No entanto, a responsabilidade da sociedade sucedida e do(s) sócio(s) retirante(s) para fins trabalhistas será solidária se for constatado que a operação societária realizada foi uma fraude para ocultar bens, fraudar execuções ou para qualquer outro objetivo ilícito, conforme o disposto nos artigos 9º, 10-A, parágrafo único e 448-A, parágrafo único, todos da CLT.

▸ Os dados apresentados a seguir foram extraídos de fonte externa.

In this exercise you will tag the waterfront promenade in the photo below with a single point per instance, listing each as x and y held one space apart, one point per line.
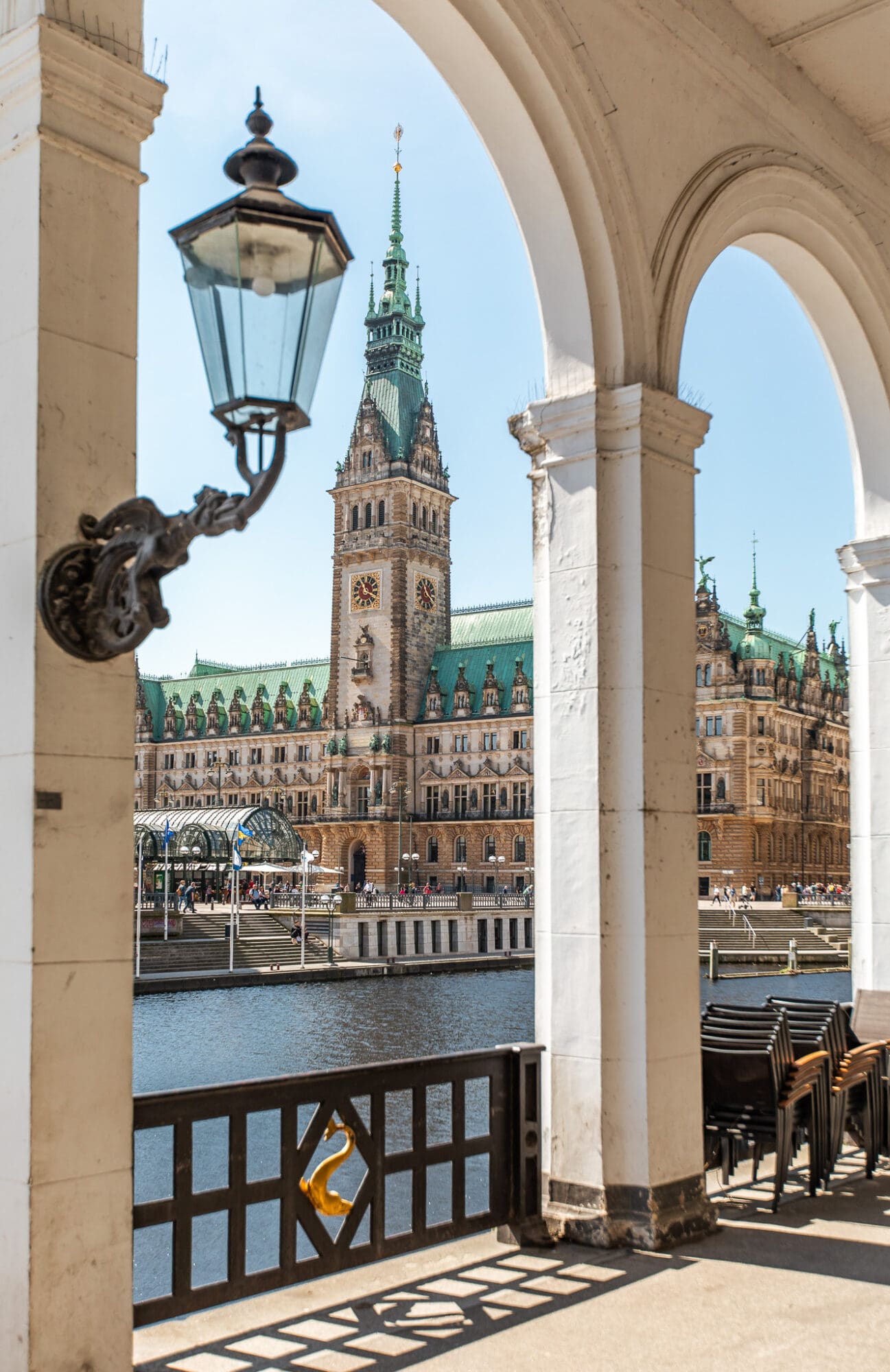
805 1289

Assim, as empresas que estão envolvidas ou pretendem se envolver em operações societárias de qualquer natureza devem planejar cuidadosamente suas ações, de modo que a reorganização societária oriunda da transferência de seus negócios e/ou empregados a terceiros se efetive com a menor exposição jurídico-financeira possível.

 

Ana Carolina Ueda Silva Gabriel

Especialista em Direito dos Contratos

Advogada das áreas de Contratos e Societário de ZMBS Advogados

[1] §2o Sempre que uma ou mais empresas, tendo, embora, cada uma delas, personalidade jurídica própria, estiverem sob a direção, controle ou administração de outra, ou ainda quando, mesmo guardando cada uma sua autonomia, integrem grupo econômico, serão responsáveis solidariamente pelas obrigações decorrentes da relação de emprego. [2] § 3o Não caracteriza grupo econômico a mera identidade de sócios, sendo necessárias, para a configuração do grupo, a demonstração do interesse integrado, a efetiva comunhão de interesses e a atuação conjunta das empresas dele integrantes. [3] Quando a alteração societária implica na alteração da localidade da prestação de serviços é vedado o empregador transferir o empregado sem sua anuência, salvo se ocorrer a extinção do estabelecimento em que trabalhar o empregado, nos termos do artigo 469, caput e o §2º da CLT; [4] TST - E-ED-RR: 2071 2071/2001-004-02-00.0, Relator: Rosa Maria Weber, Data de Julgamento: 05/11/2009, Subseção I Especializada em Dissídios Individuais, Data de Publicação: 13/11/2009 [5] TST, RR 268.333/96.3, Francisco Fausto Paula de Medeiros, Ac. 3ª T./99 [6] Ordem de preferência do art. 10-A da CLT: (i) a empresa devedora; (ii) os sócios atuais; e (iii) os sócios retirantes.